Coming from the Museum of Modern Art in New York’s collection was an early fauvist painting of a reclining woman in 1906 by the German Expressionist Ernst Ludwig Kirchner. Uncharacteristic, perhaps, but historically interesting, it sold to a Citibank art advisor for a top estimate £3.8 million ($5 million).
In the surrealist section of the sale, Magritte may have been the dominant figure with a Janus-like composition of a Native American and his wife, Georgette, which sold on the high estimate to a US collector for £5.3 million ($7 million). But the star of the night was Francis Picabia’s Atrata (1929), a zany painting from the artist’s transparencies series which he made in the 1920s and ’30s, so named because of the transparent layers in which he executed the paintings that predominantly feature attractive women with beseeching eyes.

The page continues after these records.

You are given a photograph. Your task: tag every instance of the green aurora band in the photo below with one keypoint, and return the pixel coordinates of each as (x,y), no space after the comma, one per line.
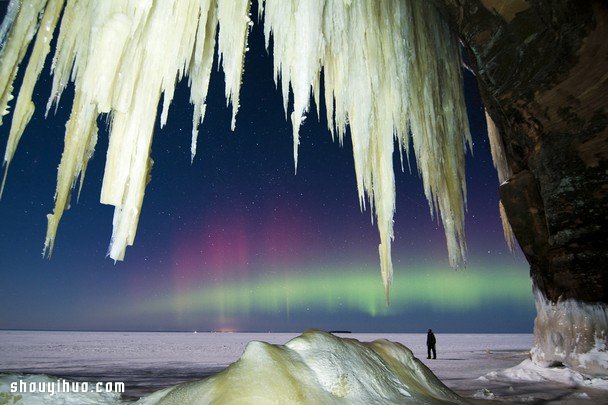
(350,289)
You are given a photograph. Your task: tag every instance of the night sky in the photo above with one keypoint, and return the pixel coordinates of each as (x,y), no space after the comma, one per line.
(236,241)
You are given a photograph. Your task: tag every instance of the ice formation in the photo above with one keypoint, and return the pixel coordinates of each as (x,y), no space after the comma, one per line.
(499,159)
(317,368)
(572,333)
(389,69)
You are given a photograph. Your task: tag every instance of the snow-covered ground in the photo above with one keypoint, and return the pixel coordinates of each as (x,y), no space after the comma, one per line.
(477,366)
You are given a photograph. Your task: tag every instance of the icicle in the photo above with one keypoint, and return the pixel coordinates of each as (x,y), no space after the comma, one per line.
(506,227)
(390,68)
(499,159)
(380,85)
(21,33)
(200,69)
(234,24)
(9,18)
(24,108)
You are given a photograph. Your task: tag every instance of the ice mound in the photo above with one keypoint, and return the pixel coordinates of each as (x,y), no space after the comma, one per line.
(572,333)
(530,371)
(317,368)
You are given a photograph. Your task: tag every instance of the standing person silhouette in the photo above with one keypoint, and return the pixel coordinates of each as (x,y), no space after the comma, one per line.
(430,344)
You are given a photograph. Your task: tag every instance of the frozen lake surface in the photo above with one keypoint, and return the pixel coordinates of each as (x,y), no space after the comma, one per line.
(148,361)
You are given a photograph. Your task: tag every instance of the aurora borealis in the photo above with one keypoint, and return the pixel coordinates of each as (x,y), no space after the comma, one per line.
(237,241)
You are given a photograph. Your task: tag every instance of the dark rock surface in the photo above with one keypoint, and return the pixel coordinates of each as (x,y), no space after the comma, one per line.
(542,70)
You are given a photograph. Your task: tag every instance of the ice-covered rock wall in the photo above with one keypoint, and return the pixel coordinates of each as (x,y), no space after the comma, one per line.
(317,368)
(572,333)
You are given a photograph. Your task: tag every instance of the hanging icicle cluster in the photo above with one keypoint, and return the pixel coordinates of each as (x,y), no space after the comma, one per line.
(389,69)
(499,158)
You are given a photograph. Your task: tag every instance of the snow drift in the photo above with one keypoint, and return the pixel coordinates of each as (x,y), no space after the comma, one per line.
(317,368)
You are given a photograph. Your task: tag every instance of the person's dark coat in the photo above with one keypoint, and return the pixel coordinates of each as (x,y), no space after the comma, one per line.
(430,344)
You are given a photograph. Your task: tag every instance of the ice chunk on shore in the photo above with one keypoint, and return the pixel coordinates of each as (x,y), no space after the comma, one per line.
(530,371)
(317,367)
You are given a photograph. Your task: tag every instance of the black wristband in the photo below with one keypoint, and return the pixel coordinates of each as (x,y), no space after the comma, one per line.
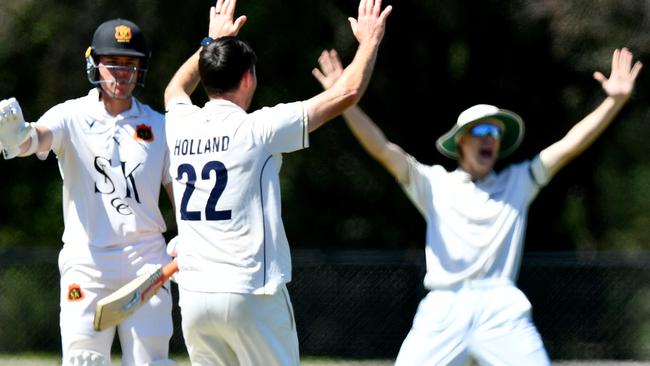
(206,41)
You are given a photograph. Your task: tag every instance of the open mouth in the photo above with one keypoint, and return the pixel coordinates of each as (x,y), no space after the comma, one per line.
(485,153)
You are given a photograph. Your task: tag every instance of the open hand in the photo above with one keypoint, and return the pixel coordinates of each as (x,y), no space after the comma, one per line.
(371,22)
(221,19)
(621,81)
(330,68)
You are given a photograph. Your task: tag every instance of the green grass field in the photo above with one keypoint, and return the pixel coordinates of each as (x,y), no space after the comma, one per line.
(53,360)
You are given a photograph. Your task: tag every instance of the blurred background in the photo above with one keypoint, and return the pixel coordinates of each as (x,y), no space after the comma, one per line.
(357,240)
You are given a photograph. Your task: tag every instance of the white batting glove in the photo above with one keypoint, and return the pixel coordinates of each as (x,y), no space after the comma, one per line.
(13,128)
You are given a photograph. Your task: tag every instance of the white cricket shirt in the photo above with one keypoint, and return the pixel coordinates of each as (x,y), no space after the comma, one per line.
(225,164)
(112,170)
(475,230)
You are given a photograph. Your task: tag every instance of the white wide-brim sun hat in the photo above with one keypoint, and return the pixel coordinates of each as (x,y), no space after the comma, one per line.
(513,129)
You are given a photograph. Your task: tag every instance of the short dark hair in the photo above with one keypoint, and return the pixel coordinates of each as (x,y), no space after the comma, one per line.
(223,62)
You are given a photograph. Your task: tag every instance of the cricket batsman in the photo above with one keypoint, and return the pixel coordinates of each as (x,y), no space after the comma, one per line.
(112,157)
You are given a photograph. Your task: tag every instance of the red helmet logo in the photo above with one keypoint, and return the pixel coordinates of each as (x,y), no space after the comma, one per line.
(122,33)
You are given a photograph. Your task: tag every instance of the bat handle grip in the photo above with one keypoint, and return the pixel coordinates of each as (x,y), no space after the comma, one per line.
(170,268)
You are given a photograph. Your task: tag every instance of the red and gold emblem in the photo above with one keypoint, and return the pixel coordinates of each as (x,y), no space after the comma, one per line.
(143,132)
(122,34)
(75,293)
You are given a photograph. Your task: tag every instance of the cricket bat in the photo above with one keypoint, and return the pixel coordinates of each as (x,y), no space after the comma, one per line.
(114,308)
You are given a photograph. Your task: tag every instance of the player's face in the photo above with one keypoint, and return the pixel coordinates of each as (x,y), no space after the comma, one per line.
(479,147)
(118,75)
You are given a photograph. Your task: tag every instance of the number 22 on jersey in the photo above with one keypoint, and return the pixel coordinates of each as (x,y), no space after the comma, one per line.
(211,212)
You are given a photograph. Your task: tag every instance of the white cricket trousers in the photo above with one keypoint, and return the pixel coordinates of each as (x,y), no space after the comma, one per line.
(89,274)
(485,320)
(232,329)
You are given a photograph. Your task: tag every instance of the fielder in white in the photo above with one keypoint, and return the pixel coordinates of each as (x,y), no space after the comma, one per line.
(233,254)
(112,155)
(476,220)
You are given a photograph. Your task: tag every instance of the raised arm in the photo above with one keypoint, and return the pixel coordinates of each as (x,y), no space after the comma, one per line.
(373,140)
(619,88)
(369,30)
(17,137)
(187,78)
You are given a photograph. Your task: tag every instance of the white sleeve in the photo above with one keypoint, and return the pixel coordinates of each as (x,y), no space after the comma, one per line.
(418,189)
(55,120)
(282,128)
(178,100)
(540,174)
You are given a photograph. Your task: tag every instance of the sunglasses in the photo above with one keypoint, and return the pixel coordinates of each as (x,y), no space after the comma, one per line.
(486,129)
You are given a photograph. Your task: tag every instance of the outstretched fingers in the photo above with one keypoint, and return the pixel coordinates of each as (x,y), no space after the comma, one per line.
(221,19)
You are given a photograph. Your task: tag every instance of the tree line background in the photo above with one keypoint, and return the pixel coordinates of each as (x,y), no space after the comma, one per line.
(535,57)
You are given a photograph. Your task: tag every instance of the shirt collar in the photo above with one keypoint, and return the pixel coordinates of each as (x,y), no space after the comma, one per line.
(99,111)
(466,177)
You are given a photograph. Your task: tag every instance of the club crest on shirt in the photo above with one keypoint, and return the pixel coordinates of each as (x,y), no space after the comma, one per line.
(75,293)
(143,132)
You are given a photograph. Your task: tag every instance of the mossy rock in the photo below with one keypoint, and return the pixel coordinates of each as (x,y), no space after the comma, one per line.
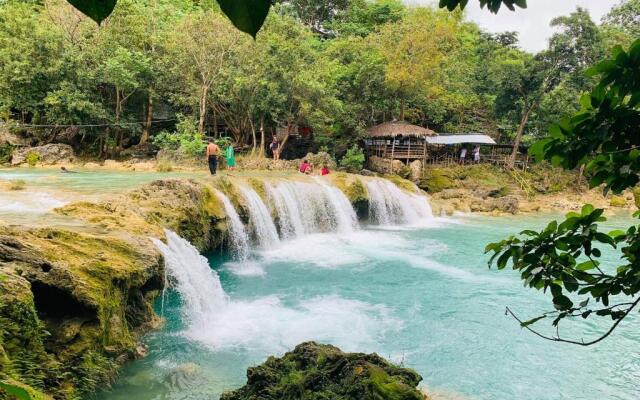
(402,183)
(436,180)
(636,196)
(74,305)
(618,201)
(315,371)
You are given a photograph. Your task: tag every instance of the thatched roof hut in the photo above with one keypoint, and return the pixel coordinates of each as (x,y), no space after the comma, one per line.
(398,128)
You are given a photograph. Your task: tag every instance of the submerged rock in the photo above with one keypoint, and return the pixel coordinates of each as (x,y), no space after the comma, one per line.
(315,371)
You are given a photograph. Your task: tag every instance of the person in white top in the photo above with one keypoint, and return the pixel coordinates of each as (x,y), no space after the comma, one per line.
(476,154)
(463,155)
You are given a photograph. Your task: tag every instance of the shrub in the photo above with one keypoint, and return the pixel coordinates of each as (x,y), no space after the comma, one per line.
(6,150)
(164,166)
(353,161)
(617,201)
(33,158)
(18,184)
(185,138)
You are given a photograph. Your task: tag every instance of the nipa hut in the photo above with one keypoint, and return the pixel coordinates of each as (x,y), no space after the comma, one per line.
(398,140)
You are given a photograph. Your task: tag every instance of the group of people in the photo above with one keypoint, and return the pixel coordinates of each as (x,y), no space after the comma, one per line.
(475,154)
(307,168)
(213,152)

The painting had been with the same family since it was bought in Paris in 1974 for 108,000 Francs (£10,800) and attracted seven bidders, many from Asia, before selling to Sotheby’s Ollie Barker of the contemporary art department for a double estimate £3.7 million ($4.9 million). It was also a record for a Picabia transparency painting.
“Given the current political and economic uncertainty, the sale did extraordinarily well, due in part I think to the power of international collectors buying in dollars,” said Sotheby’s former co-chairman Melanie Clore, now of Clore Wyndham Fine Art. “In particular those from Asia and the US seemed very active.” And, in relation to the low value of the pound sterling, “some of the pre-sale estimates were enticing for those buyers in key international markets.”